Etude des mécanismes inflammatoires dans l’accident vasculaire cérébral


Recently we developed and validated a method of cellular imaging of inflammation using high resolution MRI. This approach was based on macrophage tracking using intravenous injection of ultrasmall superparamagnetic nanoparticles of iron oxides (USPIO). From the preliminary results, it was possible to define the dynamics of post-ischemic inflammation in mice [1]. This approach is now being completed by an MRI study of human cerebral infarction. The objective is to study the relationship between the decrease in the MRI signal induced by USPIOs and the clinical and pathological parameters [2] .

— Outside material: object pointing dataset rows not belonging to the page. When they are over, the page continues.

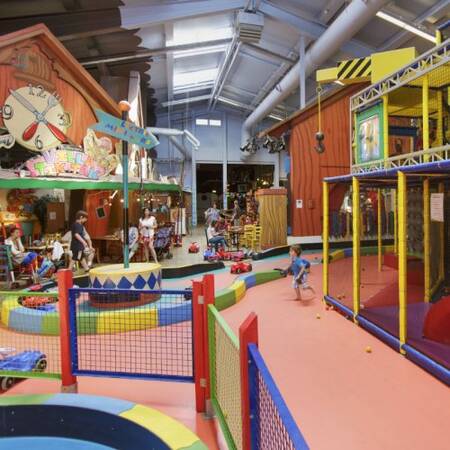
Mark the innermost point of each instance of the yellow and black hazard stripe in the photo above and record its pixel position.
(355, 68)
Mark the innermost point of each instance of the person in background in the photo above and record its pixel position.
(236, 213)
(147, 226)
(80, 244)
(19, 256)
(300, 269)
(215, 238)
(133, 239)
(47, 267)
(212, 214)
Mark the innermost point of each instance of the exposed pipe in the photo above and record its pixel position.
(349, 22)
(181, 147)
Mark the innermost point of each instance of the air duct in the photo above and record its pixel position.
(349, 22)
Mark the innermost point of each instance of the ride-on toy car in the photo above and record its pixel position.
(194, 247)
(241, 267)
(27, 361)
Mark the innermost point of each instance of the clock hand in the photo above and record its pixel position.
(56, 131)
(30, 131)
(24, 102)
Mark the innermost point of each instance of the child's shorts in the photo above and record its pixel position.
(297, 282)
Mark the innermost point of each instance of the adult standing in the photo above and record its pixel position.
(212, 214)
(19, 256)
(81, 244)
(147, 226)
(236, 213)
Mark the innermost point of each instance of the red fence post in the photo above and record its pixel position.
(209, 296)
(68, 380)
(248, 334)
(199, 346)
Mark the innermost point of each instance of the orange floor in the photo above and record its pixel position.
(341, 396)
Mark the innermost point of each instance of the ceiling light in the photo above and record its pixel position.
(200, 51)
(404, 25)
(275, 117)
(194, 78)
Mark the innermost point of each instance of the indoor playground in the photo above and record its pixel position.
(225, 225)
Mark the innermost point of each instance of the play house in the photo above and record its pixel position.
(53, 163)
(398, 193)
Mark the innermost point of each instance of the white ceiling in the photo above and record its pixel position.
(183, 76)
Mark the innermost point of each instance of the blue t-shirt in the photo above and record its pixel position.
(298, 264)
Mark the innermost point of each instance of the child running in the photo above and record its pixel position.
(300, 269)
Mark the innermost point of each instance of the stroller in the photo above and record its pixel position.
(163, 242)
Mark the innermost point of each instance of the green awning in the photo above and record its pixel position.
(73, 184)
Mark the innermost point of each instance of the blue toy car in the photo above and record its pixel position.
(27, 361)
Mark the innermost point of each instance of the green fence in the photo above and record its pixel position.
(225, 378)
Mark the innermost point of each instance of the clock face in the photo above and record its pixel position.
(35, 117)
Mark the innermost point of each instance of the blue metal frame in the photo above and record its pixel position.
(98, 373)
(257, 365)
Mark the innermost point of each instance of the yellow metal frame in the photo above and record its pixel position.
(402, 258)
(426, 115)
(441, 189)
(426, 239)
(379, 232)
(386, 127)
(326, 233)
(356, 245)
(395, 223)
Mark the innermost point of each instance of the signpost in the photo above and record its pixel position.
(127, 132)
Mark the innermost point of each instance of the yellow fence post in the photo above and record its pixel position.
(356, 245)
(441, 189)
(386, 128)
(395, 223)
(440, 119)
(426, 239)
(325, 237)
(379, 232)
(425, 116)
(402, 258)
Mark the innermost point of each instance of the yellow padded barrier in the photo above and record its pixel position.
(7, 306)
(173, 433)
(125, 320)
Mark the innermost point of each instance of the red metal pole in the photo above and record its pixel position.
(199, 346)
(68, 380)
(248, 334)
(209, 299)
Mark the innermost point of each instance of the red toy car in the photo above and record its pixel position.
(194, 247)
(241, 267)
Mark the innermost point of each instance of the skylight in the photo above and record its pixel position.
(186, 79)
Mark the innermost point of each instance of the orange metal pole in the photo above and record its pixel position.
(68, 380)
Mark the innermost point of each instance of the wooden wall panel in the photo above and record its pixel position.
(308, 168)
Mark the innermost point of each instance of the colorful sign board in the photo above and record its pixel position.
(124, 130)
(63, 162)
(369, 135)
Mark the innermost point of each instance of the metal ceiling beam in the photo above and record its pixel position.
(151, 15)
(441, 7)
(224, 71)
(270, 54)
(168, 32)
(186, 100)
(151, 52)
(311, 29)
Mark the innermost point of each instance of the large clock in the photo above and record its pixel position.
(35, 117)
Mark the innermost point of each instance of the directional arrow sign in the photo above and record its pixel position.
(124, 130)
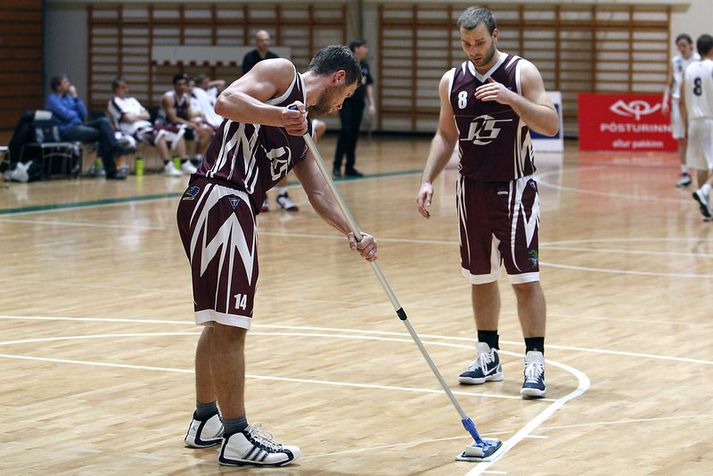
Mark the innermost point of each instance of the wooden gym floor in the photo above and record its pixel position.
(97, 343)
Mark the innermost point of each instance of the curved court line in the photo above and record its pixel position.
(368, 332)
(623, 271)
(583, 384)
(254, 377)
(544, 183)
(627, 251)
(583, 381)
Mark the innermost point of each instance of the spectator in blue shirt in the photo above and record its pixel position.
(70, 114)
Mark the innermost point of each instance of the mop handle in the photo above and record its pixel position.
(379, 274)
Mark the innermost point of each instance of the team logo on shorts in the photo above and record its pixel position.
(191, 193)
(533, 258)
(234, 201)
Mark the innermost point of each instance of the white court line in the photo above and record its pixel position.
(623, 271)
(255, 377)
(628, 252)
(627, 421)
(540, 181)
(367, 332)
(249, 376)
(81, 224)
(583, 385)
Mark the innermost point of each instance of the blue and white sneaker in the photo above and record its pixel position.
(254, 447)
(204, 433)
(702, 199)
(534, 384)
(483, 369)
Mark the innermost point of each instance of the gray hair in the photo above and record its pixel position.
(474, 16)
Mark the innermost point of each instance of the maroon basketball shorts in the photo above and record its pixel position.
(219, 235)
(498, 222)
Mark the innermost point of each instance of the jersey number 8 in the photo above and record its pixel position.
(697, 87)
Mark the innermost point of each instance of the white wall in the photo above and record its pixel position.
(65, 44)
(695, 20)
(66, 31)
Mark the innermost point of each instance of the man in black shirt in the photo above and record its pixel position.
(351, 114)
(262, 52)
(262, 39)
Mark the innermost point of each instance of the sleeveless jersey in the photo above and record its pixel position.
(678, 66)
(494, 143)
(254, 157)
(699, 89)
(181, 107)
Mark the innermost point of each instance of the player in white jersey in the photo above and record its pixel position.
(131, 118)
(679, 63)
(697, 110)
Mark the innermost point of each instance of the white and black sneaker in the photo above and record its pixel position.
(684, 181)
(285, 202)
(534, 384)
(702, 199)
(204, 433)
(254, 447)
(484, 368)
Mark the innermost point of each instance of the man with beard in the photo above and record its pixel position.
(257, 144)
(488, 105)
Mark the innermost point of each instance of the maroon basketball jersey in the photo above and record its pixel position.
(494, 143)
(253, 157)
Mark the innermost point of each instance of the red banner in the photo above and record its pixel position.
(622, 121)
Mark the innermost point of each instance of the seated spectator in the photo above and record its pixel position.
(176, 112)
(206, 93)
(132, 119)
(70, 115)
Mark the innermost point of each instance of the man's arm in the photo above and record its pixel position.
(533, 105)
(245, 99)
(370, 96)
(442, 146)
(667, 95)
(167, 103)
(682, 106)
(323, 202)
(58, 109)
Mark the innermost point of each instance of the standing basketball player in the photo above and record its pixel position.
(679, 63)
(257, 144)
(488, 106)
(697, 111)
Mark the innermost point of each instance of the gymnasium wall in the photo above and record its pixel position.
(20, 59)
(67, 22)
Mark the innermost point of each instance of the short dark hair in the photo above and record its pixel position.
(354, 44)
(684, 36)
(704, 44)
(56, 80)
(331, 59)
(474, 16)
(116, 82)
(179, 77)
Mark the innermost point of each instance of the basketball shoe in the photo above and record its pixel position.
(285, 202)
(486, 367)
(702, 199)
(254, 447)
(684, 181)
(204, 433)
(534, 384)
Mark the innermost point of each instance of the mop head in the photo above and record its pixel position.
(480, 452)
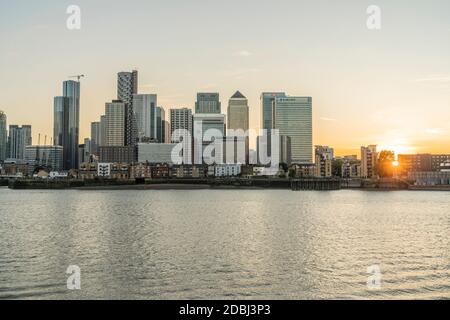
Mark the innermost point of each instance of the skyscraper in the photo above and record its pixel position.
(369, 158)
(267, 102)
(180, 119)
(19, 138)
(71, 90)
(95, 138)
(115, 123)
(324, 156)
(145, 114)
(238, 112)
(60, 127)
(293, 118)
(160, 118)
(127, 86)
(103, 133)
(3, 136)
(213, 125)
(208, 103)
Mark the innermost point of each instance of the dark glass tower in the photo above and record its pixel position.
(127, 86)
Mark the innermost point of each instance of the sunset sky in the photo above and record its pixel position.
(389, 87)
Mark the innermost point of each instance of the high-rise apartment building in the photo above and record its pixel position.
(238, 112)
(115, 123)
(292, 116)
(95, 137)
(206, 128)
(19, 138)
(160, 118)
(267, 104)
(3, 136)
(145, 106)
(369, 158)
(66, 125)
(127, 86)
(208, 103)
(180, 119)
(323, 164)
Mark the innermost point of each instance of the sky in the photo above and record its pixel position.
(389, 87)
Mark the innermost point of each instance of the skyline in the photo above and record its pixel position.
(381, 87)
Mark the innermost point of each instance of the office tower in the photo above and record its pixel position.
(323, 164)
(293, 118)
(102, 131)
(160, 118)
(267, 103)
(71, 90)
(3, 136)
(238, 112)
(85, 151)
(208, 103)
(180, 119)
(95, 137)
(369, 158)
(167, 133)
(115, 123)
(145, 113)
(60, 127)
(127, 86)
(206, 128)
(50, 157)
(19, 138)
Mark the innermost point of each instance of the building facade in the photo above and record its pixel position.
(323, 165)
(127, 86)
(180, 119)
(49, 157)
(293, 118)
(3, 136)
(369, 159)
(145, 112)
(155, 153)
(115, 123)
(238, 112)
(118, 154)
(208, 103)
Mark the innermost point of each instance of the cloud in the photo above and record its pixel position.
(243, 53)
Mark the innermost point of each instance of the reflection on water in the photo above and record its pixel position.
(252, 244)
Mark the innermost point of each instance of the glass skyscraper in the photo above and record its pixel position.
(66, 125)
(127, 86)
(208, 103)
(3, 136)
(267, 102)
(293, 118)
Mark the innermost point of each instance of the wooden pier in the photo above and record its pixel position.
(315, 184)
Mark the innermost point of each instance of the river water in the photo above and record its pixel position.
(225, 244)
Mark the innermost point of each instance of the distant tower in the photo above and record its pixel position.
(3, 136)
(208, 103)
(127, 86)
(19, 138)
(180, 119)
(238, 112)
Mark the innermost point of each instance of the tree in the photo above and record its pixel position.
(385, 166)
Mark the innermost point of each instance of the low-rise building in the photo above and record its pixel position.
(141, 171)
(227, 170)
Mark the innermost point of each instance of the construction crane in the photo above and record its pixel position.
(78, 77)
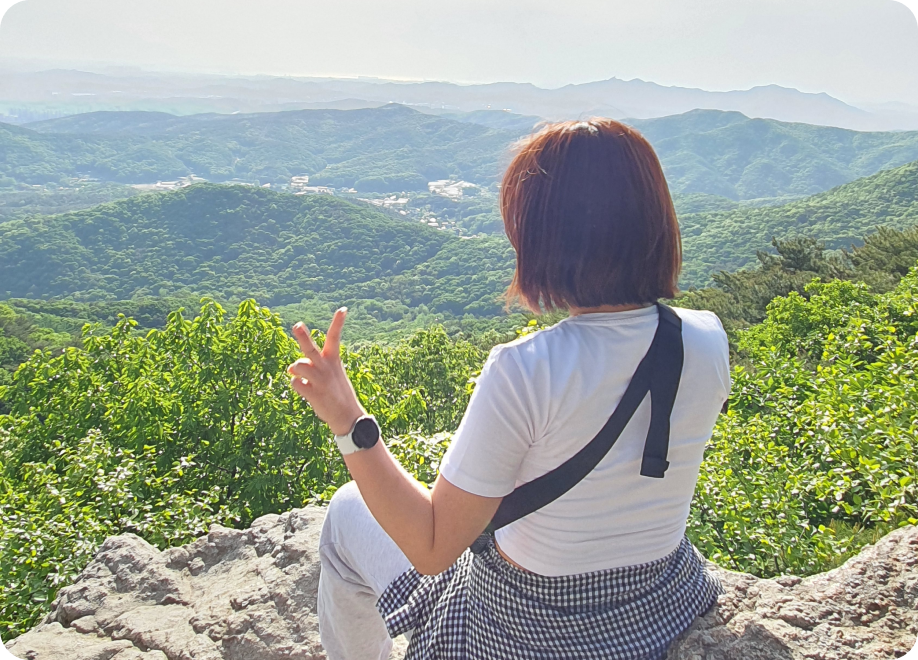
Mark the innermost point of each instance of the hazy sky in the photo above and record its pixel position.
(856, 50)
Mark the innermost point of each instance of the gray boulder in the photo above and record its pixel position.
(241, 595)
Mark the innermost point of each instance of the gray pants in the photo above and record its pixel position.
(359, 561)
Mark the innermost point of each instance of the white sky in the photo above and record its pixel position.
(856, 50)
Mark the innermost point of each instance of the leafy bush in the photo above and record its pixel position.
(165, 433)
(816, 455)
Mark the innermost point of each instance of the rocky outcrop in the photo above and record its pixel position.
(242, 595)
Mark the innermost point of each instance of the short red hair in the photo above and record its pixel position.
(587, 209)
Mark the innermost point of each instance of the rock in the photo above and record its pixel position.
(867, 608)
(239, 595)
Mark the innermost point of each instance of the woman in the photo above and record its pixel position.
(604, 571)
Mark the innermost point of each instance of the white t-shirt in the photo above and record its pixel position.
(542, 398)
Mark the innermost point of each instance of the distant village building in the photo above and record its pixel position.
(315, 190)
(448, 188)
(299, 182)
(160, 186)
(387, 202)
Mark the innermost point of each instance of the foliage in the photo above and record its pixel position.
(740, 298)
(840, 218)
(238, 241)
(165, 433)
(395, 148)
(734, 156)
(20, 200)
(816, 454)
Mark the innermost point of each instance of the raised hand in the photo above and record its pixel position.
(319, 377)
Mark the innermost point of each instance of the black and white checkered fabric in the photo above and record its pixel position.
(483, 608)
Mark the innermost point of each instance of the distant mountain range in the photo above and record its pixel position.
(319, 252)
(395, 148)
(36, 95)
(840, 218)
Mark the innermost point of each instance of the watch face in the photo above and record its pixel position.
(366, 433)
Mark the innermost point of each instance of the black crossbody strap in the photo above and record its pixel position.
(668, 358)
(658, 373)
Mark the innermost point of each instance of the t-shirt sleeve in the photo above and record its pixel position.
(496, 431)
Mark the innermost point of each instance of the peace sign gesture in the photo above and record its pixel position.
(319, 377)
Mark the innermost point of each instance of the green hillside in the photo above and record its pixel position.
(839, 217)
(233, 242)
(395, 148)
(378, 149)
(731, 155)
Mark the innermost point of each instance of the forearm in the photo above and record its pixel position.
(401, 505)
(432, 527)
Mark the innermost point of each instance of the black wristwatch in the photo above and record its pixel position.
(363, 435)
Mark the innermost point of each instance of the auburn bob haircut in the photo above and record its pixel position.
(587, 209)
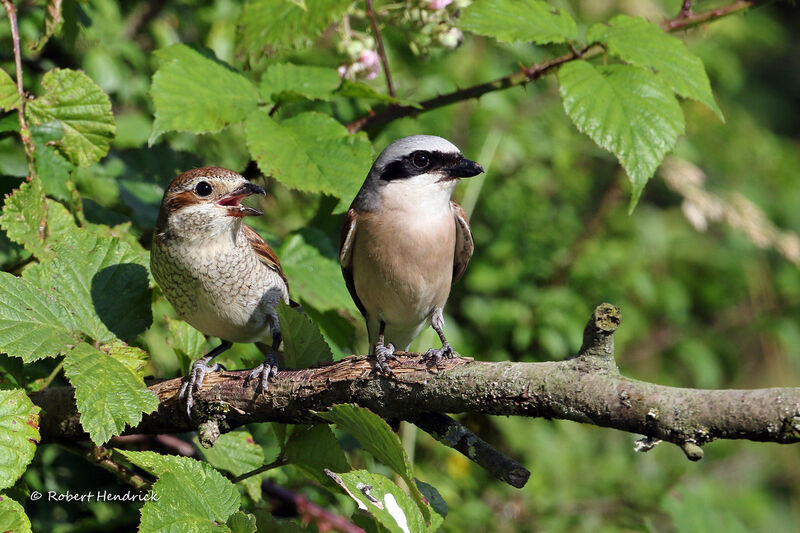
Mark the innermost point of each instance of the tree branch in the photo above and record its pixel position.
(24, 132)
(587, 388)
(684, 20)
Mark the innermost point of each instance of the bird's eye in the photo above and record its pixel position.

Figure. Correlation of gradient-echo (GRE) signals with immunohistology. A- GRE MRI 72h post-pMCAO and i.v. injection of USPIO. Note the hyposignal around the lesion, the contralateral corpus callosum and the ipsilateral peri-ventricular area. B- Double staining with Prussian blue and F4/80 of the right (ipsilateral) ventricle. Iron-stained microglia/macrophages are clearly visible along the lateral wall, in correlation with the hyposignal observed in GRE images (A). C- Prussian blue staining for iron in the contralateral corpus callosum of the corresponding slice. Positive staining was observed around cell nuclei, which suggests cytoplasm uptake (insert). D- F4/80 immunostaining for mouse microglia/macrophages in the contralateral corpus callosum. Note the F4/80+ brown cells, in spatial agreement with iron+ cells (B) and MRI hyposignal (A). E- F4/80 immunostaining of a non-operated control mouse in the left corpus callosum, with no positive staining. F- Double staining with Prussian blue and F4/80: magnification of B. Microglia/macrophages as identified by their brown color and typical ramified shape, were also blue-stained, suggesting USPIO intra-cellularity.